In his analysis, Hefner reviewed genre fiction featured in the pages of the "Pittsburgh Courier" and the "Baltimore Afro-American" periodicals. Works of fiction in these newspapers had huge readership among middle- and working-class Black devotees, creating a literary underground of readers during the tenuous period of Jim Crow segregation. Hefner looks closely at how writers explored, reassembled, and expanded fiction genres to advance the discourse of racial justice amid the oppressive sociopolitical environment of the time.

Many stories were unapologetically pro-Black and pro-justice. Some primary themes included interracial relationships, sexual objectification of Black women, tearing down White supremacist institutions, and racial retribution. Black genre writers define on their own terms what sociopolitical progress looks like when the interests of Blacks are prioritized. Decades before the wide-scale direct action and protests that marked the Civil Rights movement, Black writers used the power of the pen to convey their vision for a future when Black people had agency and control over their own lives and destinies.
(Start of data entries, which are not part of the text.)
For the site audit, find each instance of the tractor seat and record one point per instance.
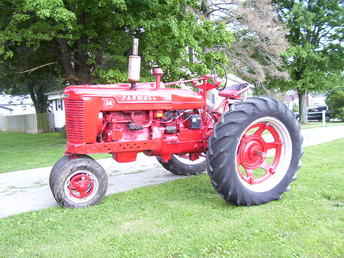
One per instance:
(234, 91)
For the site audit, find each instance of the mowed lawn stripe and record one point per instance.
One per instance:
(186, 218)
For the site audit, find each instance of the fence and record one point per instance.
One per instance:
(19, 123)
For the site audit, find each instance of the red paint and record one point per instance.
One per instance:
(253, 150)
(81, 185)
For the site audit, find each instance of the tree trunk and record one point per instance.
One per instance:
(40, 102)
(303, 106)
(42, 122)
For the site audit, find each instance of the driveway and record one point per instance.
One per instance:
(28, 190)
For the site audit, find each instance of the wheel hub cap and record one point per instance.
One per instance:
(81, 185)
(253, 153)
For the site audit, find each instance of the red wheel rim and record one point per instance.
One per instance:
(81, 185)
(258, 159)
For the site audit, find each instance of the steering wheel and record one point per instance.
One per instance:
(217, 77)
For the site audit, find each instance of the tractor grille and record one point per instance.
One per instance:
(75, 120)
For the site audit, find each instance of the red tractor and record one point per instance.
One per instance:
(251, 147)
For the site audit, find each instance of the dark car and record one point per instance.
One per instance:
(315, 114)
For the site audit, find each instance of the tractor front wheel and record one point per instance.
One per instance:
(78, 181)
(255, 152)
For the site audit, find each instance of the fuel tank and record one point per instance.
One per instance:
(119, 97)
(85, 105)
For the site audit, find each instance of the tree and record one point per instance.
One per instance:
(315, 56)
(92, 38)
(335, 99)
(15, 78)
(260, 38)
(89, 41)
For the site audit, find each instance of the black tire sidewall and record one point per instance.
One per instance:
(225, 178)
(70, 167)
(276, 191)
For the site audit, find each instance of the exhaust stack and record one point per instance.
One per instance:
(134, 64)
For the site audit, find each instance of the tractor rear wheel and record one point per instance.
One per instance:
(180, 166)
(78, 181)
(254, 152)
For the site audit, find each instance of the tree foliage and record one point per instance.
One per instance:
(90, 40)
(315, 57)
(259, 37)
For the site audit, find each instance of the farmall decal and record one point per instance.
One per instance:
(141, 98)
(134, 98)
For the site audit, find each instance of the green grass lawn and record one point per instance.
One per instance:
(186, 218)
(24, 151)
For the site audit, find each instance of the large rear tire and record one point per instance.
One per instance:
(254, 152)
(183, 166)
(78, 181)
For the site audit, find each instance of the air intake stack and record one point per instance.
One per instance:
(134, 64)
Reading Hefner's critique as an immigrant woman of color who identifies with Generation X, I was roused by the power of resistance literature in stoking imagination about the promise and hope of liberation. I am a student of people-powered decolonization movements in other parts of the world, including my home country, the Philippines. Learning about Black fiction during the Jim Crow era underscored the fearlessness displayed by Black editors, writers, and creators of African American periodicals, who used the medium to provide an avenue to advance the values of racial equity. Even though these writings were not granted credibility by the literary establishment of the time, these writings have accomplished a great deal in contributing to the narrative of racial justice, cultural preservation, and liberation from White supremacy.
Profile Image for Leinani Lucas.
21 reviews3 followers
February 22, 2022
Full review to be posted in the 2/23/22 edition of Real Change News

In "Black Pulp: Genre Fiction in the Shadow of Jim Crow," James Madison University professor Brooks E. Hefner shares the history of pulp fiction by Black authors in the early 20th century. Hefner details the rise and fall of publishing houses and papers that focused on Black American genre fiction.

For those unfamiliar, the "pulp" genre is named because of the cheap paper that the magazines were printed on. Pulp is often associated with noir but can encompass any sort of genre fiction, from crime to sci-fi to romance.

When I was in high school, I once became sick with a fever of over a hundred degrees. My dad came over and said he knew the best cure for being sick: watching pulp movies. After an entire evening of ridiculous and cheap flicks that spanned from gritty detective Blaxploitation to kung-fu classics, I did actually feel better. I began to love the pulp genre.

I ended up reading "Black Pulp" in the middle of Harlem, one of the cultural cornerstones of Black thought and creativity; however, I was struck by how the book didn't feel accessible to me or nearly anyone from the community. While I believe Hefner is writing about an incredible topic, “Black Pulp” didn't speak to me as a Black person in any way. Instead, it felt like it was for white academics.

Full review in 2/23/22 edition of Real Change News, Seattle WA
507 reviews
December 28, 2022
This is an ambitious and thorough examination of black writers weaving their ways among segregated publishers, adapting voices to differing audiences, but perhaps forging more authentic voices in black publications. Because pulp has a mixed heritage, it may be that the writer has gone to the ends of the earth to encourage serious examination of this genre. There is some loss of joy along the way, which is a shame, but nonetheless, the book is a contribution to black literary history and criticism.